Four floors above Tytgat in the Geophysical Institute, Buck Wilson saw the same signal, which took about 40 minutes to travel through the air from Augustine to the UAF campus, where a network of infrasound microphones are spread in the woods. Infrasound waves—generated by explosions, extreme storms, and even the aurora—travel across the globe at frequencies too low for people to hear.
A few floors down from Wilson, another scientist was looking Tuesday to see if Augustine had puffed up. Jeff Freymueller of the Geophysical Institute checked precise GPS receivers installed on the mountain for signs that magma (molten rock within the mountain) was building up within the volcano, causing it to inflate.
The volcano destroyed two GPS stations near its summit, but Freymueller checked the three surviving instruments on Augustine about 10 times on Tuesday, starting when he got out of bed, continuing until he left work, and then once more before he went to bed. He saw no changes; increases of several centimeters in the elevation of the volcano could indicate a big pulse of magma that might precede another large eruption.
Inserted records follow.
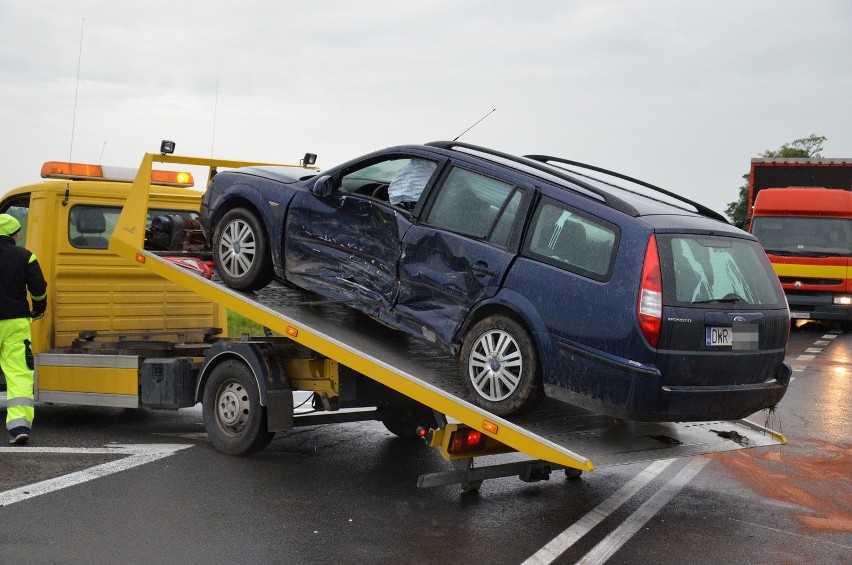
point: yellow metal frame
(128, 241)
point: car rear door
(459, 252)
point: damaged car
(546, 277)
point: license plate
(720, 336)
(741, 336)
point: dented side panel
(443, 274)
(345, 246)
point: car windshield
(804, 237)
(718, 272)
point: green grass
(240, 325)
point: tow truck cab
(66, 220)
Later on Tuesday afternoon, Jon Dehn sipped a Diet Coke after he and colleague Ken Dean sent a map of predicted ash cloud movement to the Air Force Weather Agency in Omaha, Nebraska. On Friday and Saturday, they had tracked six different ash clouds from Augustine.
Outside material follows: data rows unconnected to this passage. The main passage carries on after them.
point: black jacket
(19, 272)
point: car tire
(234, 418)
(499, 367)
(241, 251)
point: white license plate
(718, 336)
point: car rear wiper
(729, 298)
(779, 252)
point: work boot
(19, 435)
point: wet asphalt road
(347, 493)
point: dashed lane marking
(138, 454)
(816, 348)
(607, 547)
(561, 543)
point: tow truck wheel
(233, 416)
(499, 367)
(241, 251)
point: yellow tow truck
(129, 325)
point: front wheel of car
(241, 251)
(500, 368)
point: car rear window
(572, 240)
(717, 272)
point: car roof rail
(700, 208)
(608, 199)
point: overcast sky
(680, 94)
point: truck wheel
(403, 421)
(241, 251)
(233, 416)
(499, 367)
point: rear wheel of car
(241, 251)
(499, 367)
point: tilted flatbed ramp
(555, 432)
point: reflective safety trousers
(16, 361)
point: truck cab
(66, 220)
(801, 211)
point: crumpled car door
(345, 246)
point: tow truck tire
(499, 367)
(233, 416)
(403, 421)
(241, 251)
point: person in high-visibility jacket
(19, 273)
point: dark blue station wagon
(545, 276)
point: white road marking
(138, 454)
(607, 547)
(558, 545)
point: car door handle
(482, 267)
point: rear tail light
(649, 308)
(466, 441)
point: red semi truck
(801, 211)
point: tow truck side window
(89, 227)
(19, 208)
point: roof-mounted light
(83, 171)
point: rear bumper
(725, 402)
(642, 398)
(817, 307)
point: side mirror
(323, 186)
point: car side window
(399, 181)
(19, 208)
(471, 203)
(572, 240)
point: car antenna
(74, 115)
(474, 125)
Bleary-eyed after a string of 12-hour days, Dehn walked into a room with 11 full-size computer screens, most with views of the volcano from orbiting satellites. One screen showed icons of planes coming in and out of Anchorage. Earlier Tuesday, Dehn and his colleagues watched that screen as pilots reacted to their predictions of ash cloud movement.
“It’s rewarding when you come in here and watch jets change their course,” he said. “We are the world leader when it comes to this (detailed volcano monitoring). We have to be, because we have so many volcanoes that planes fly over.”